Contrast that wishy-washy wickedness with the Joker: he stabs, shoots, and smothers and then smiles, laughs, and dances.
This is evil minus the guilt—cold-blooded, cruel, and without any second thought given to the carnage. This is Johnny Cash’s “I shot a man in Reno just to watch him die,” a line which was cheered when Cash performed the song at Fulsome Prison. But the Joker’s even worse, because whereas Cash sang “I hang my head and cry,” the Joker played by Joaquin Phoenix kills and then dances. This evil is pure: it slaughters, then celebrates. It’s symmetrical and decisive, not tentative and faltering.
The Joker’s smile freaks us out. But it also apparently draws us in.
The Joker was originally intended to be killed off in the 40s, but there was something appealing enough about him that he persisted, eventually beating out numerous supervillains to become Batman’s main nemesis (even if the LEGO Batman tried to deny it). Although backlash against comic book violence led DC to tame him into more of a prankster than a homicidal psychopath, by the late 80s the old Joker was back deadlier than ever, killing Robin and paralyzing Batgirl. Even after the untimely death of Heath Ledger, whose immersive portrayal of the Joker seemed to have contributed to his drug overdose, we as a culture were apparently all too ready for another Joker movie, as Joker is already breaking records since its October 4 release.
This most recent Joker movie is the Joker’s origin story. It’s about a lonely and ridiculed clown-for-hire failing to make it as a comedian. Everyone knows what’s coming: he will stop agonizing over how to remain sane in a maddening world. By the end of the movie, he will give into his envy and become the Joker. Fascinatingly, some theater audiences have cheered the moment they see his murderous transformation. He finally experiences symmetry with his destiny. No longer fighting against his impulses, he gives into the encroaching insanity. Smiling, laughing, dancing.
You and I are invited into two kinds of symmetry.
On the one hand, we are told by the Devil to stop struggling against evil, to give into it. As his promise goes, in being true to our impulses, we will find fulfillment. It won’t be giving into sin so much as finding our true selves. What a relief it will be to stop fighting your inclinations, and instead to celebrate them and affirm yourself! But the truth is, as with the Joker, each sin we go ahead and give into leads us deeper into chaos. The symmetry which evil invites us into turns out only to draw us down a spiral of ever-darker descent.
But there is a symmetry that leads to joy. It’s alignment with the way of Jesus. The Holy Spirit invites us to sever our covenants with sin and become one with Jesus (1 Corinthians 6:17-20). To experience this symmetry, we must continue struggling against the encroaching evil; we mustn’t cease fighting against our basest urges. And with each step toward Jesus, we find ourselves experiencing actual fulfillment: a symmetry which aligns us with our created purpose.

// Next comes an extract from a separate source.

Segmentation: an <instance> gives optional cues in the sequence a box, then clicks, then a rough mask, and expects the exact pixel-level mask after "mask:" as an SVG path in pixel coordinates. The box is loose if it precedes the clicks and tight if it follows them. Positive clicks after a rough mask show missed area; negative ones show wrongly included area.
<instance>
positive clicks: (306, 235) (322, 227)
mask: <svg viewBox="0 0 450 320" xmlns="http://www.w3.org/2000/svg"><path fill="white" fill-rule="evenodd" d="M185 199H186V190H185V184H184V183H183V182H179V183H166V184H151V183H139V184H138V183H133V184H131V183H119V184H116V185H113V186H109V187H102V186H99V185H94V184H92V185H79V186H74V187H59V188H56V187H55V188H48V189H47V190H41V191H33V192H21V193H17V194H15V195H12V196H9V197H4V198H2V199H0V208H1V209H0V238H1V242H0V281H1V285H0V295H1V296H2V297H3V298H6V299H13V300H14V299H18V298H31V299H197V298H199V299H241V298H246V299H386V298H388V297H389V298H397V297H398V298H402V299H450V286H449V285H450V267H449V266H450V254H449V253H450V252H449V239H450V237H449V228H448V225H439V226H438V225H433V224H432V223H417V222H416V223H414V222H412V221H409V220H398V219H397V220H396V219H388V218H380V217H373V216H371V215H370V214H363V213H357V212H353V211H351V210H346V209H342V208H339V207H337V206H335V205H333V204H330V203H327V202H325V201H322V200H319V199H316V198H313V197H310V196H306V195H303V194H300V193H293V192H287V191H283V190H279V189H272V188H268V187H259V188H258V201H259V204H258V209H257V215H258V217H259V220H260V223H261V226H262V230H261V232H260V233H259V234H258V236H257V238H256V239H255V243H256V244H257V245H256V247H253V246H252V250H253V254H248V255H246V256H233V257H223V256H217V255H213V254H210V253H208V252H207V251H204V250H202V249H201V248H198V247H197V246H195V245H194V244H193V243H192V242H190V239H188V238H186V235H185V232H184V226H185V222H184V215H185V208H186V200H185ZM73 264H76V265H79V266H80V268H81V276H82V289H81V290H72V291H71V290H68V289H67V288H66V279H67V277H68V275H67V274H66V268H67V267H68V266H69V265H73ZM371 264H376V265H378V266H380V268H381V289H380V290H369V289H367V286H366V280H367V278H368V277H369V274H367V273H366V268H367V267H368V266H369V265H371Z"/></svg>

For the follower of Christ, sin doesn’t feel like symmetry. Therefore,
If then you have been raised with Christ, seek the things that are above, where Christ is, seated at the right hand of God. Set your minds on things that are above, not on things that are on earth. For you have died, and your life is hidden with Christ in God. When Christ who is your life appears, then you also will appear with him in glory (Colossians 3:1-4).